Armando Zerolo concluye su obra planteando un dilema: ¿estamos en una época de resistencia o más bien nos hallamos ante un tiempo de renacimiento? El dilema es trascendental y seguramente se encuentra en el punto de partida de todo su ensayo. Para Zerolo, en ese dilema se basa su apelación al tiempo de los “idiotas”, que es también nuestro tiempo. Y su apelación a los idiotas la efectúa en muchos sentidos, pero desde una perspectiva llena de positividad. Es la actitud ante el mundo del hombre que se ocupa de su vida y sus asuntos, y que lo hace con dedicación y esfuerzo, el “idiota” del autor, la actitud ética que reclama Zerolo al reivindicar a los no siempre apreciados “idiotas”.

No es aventurado suponer que la utilización de la palabra “renacimiento” en las páginas finales no es, ni casual, ni inocente. Como él mismo afirma con ironía, el tiempo presente es la “Era de Job”, el santo de la paciencia. Vivimos una época confusa en la que la población mundial se encuentra en trance de alcanzar los 8.000 millones. Una población que, en los últimos treinta años, ha visto desaparecer las hambrunas y caer los índices de pobreza, y que ha visto el aumento de la esperanza de vida, entre otros grandes logros. Sin embargo, y simultáneamente, no caben muchas dudas de que vivimos un tiempo peculiar, pues es el tiempo en que más juicios negativos se lanzan contra ese mundo, desde ese mismo mundo. Un mundo en el que los logros tecnológicos han acostumbrado a muchos a creer que se puede domesticar al universo y crear en la tierra paraísos a la carta, que indefectiblemente devienen en infiernos.

Markus Gabriel, en su Ética para tiempos oscuros (2021), propuso una “Nueva Ilustración”, no un nuevo renacimiento. También este autor considera que la modernidad ha llegado a su final y se ha agotado. Los principios de la modernidad, desarrollados a gran escala por los ilustrados y aplicados en los siglos XIX y XX, no han dado resultados tan satisfactorios como muchos esperaron, lo que ha conducido al desengaño y a una cierta decepción.

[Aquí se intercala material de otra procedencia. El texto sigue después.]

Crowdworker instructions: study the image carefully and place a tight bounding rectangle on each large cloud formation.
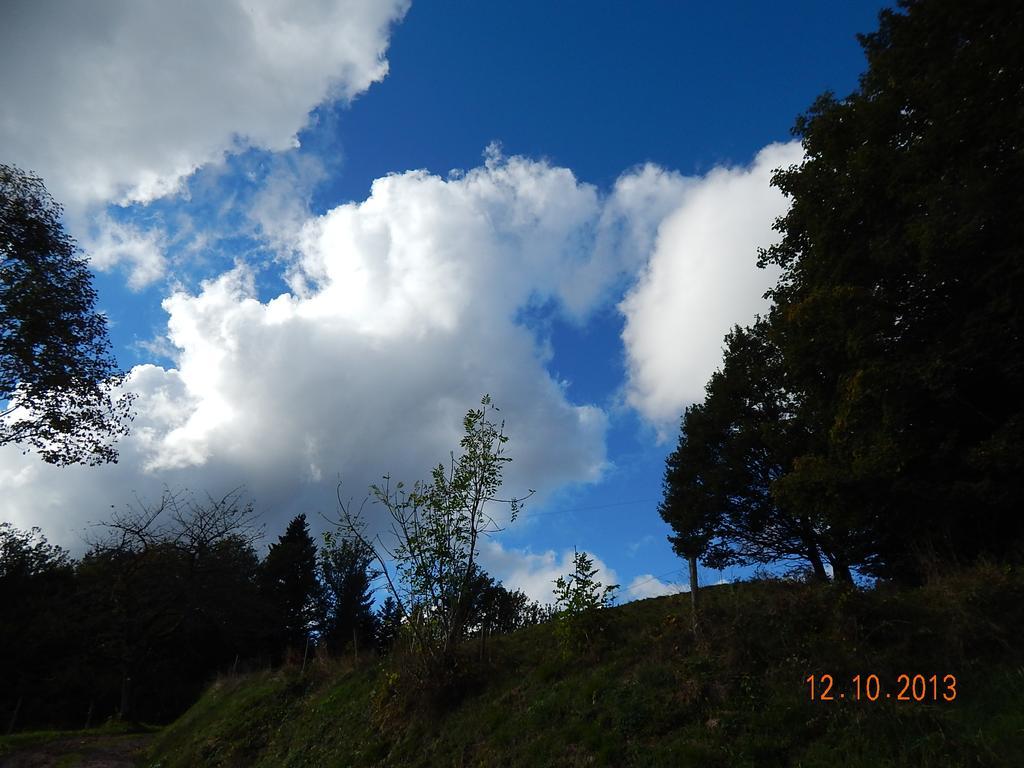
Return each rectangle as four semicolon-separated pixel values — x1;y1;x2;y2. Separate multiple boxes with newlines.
1;151;691;548
1;142;798;599
0;0;408;213
619;141;802;433
0;1;804;597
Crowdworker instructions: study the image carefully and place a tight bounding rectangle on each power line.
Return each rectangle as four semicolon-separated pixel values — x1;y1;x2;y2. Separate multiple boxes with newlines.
620;568;687;595
516;497;660;520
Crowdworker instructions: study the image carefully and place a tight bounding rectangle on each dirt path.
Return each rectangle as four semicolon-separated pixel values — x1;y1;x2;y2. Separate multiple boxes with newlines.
0;733;154;768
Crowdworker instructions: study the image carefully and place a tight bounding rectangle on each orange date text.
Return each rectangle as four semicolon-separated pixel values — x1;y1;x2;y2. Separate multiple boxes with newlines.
805;673;957;702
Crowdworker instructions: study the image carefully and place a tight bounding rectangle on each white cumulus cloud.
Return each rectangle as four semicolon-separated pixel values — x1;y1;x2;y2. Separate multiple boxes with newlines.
623;574;685;601
480;541;619;605
619;141;802;433
0;142;801;556
0;0;409;213
84;216;167;290
1;151;683;549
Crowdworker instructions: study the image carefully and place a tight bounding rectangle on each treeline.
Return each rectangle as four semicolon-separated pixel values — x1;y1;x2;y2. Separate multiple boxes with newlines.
0;494;546;731
660;0;1024;585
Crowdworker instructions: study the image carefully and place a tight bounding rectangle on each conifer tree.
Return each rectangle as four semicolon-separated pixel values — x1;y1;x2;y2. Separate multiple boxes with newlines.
259;514;322;652
319;532;378;655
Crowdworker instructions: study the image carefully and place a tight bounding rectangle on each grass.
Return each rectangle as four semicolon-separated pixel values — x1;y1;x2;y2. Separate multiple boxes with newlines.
145;564;1024;767
0;720;159;757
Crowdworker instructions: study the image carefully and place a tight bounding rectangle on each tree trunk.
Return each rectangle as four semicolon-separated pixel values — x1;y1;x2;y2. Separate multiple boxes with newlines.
808;548;829;582
6;696;21;735
688;555;699;635
829;555;854;586
119;672;132;722
798;518;830;582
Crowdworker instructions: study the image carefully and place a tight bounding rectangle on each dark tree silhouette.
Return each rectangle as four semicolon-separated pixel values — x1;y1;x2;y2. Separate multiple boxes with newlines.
259;514;322;653
0;524;75;731
375;595;403;654
661;322;858;585
659;401;722;624
0;164;134;465
0;491;269;730
761;0;1024;580
82;488;264;721
665;0;1024;586
460;565;543;637
319;532;379;655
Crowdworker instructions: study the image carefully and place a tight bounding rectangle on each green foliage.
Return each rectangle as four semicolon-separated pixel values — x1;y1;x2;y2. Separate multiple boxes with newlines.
758;0;1024;580
664;0;1024;585
466;567;549;636
552;548;618;655
660;321;855;582
552;548;618;615
336;395;532;675
0;521;70;582
658;402;719;563
0;163;134;465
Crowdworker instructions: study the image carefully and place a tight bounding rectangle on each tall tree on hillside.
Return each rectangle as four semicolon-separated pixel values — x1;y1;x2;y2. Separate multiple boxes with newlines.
662;322;862;584
0;164;134;465
319;532;378;655
259;514;322;652
335;396;533;676
659;401;724;625
760;0;1024;580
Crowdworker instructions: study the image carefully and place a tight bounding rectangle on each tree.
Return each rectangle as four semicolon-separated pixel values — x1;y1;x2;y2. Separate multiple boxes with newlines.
476;583;537;635
760;0;1024;580
319;532;379;655
463;567;542;636
0;164;134;465
0;495;272;730
258;514;323;654
659;402;722;627
0;524;75;730
335;395;533;675
552;548;618;614
661;322;860;586
81;487;264;721
375;595;403;654
551;548;618;654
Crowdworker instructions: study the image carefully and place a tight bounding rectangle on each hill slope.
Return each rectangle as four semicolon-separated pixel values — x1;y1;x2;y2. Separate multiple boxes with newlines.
145;568;1024;767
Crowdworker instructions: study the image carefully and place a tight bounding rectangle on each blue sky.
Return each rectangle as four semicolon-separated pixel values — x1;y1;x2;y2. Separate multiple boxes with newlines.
1;0;886;602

El balance de la modernidad no ha sido muy satisfactorio al final, pese a que bajo la inspiración de la modernidad se hayan realizado grandes avances sociales, económicos y políticos. Los mayores seguramente en la Historia de la Humanidad.

El hecho de que vivimos un tiempo de resistencia, la “Era de Job”, tampoco ofrece dudas: Son ya muchos los años en los que nuestra cultura padece el constante vendaval de las sucesivas crisis intelectuales y culturales, es decir, espirituales, del mundo, desde el siglo del Romanticismo, el XIX. La última oleada fue la irrupción, a finales del siglo XX, de la filosofía posmoderna, que pareció que terminaría de arrasar todos los fundamentos del ser y del pensar. Pero la tormenta pasó, aunque ha dejado graves secuelas que aún padecemos. Estamos ante un tiempo en el que, aprovechando las crisis como oportunidades, como dictaba el viejo consejo, quizá haya llegado el momento de plantear si el siempre inquieto espíritu de nuestra tradición cultural puede emprender un nuevo renacer, o si se habrá de prolongar la ya larga resistencia.

El libro de Armando Zerolo ofrece un aliciente adicional, pues sin duda se aleja de la temática abordada en sus dos obras anteriores, Génesis del Estado Minotauro (El pensamiento político de Bertrand de Jouvenel) y su La Monarquía Constitucional (Principios del Estado Liberal según Chateaubriand), que estaban centrados en el estudio del pensamiento de esos autores. Este último libro de Armando Zerolo es personalísimo, propio, es él mismo. Por primera vez muestra el autor de modo directo y expreso su pensamiento.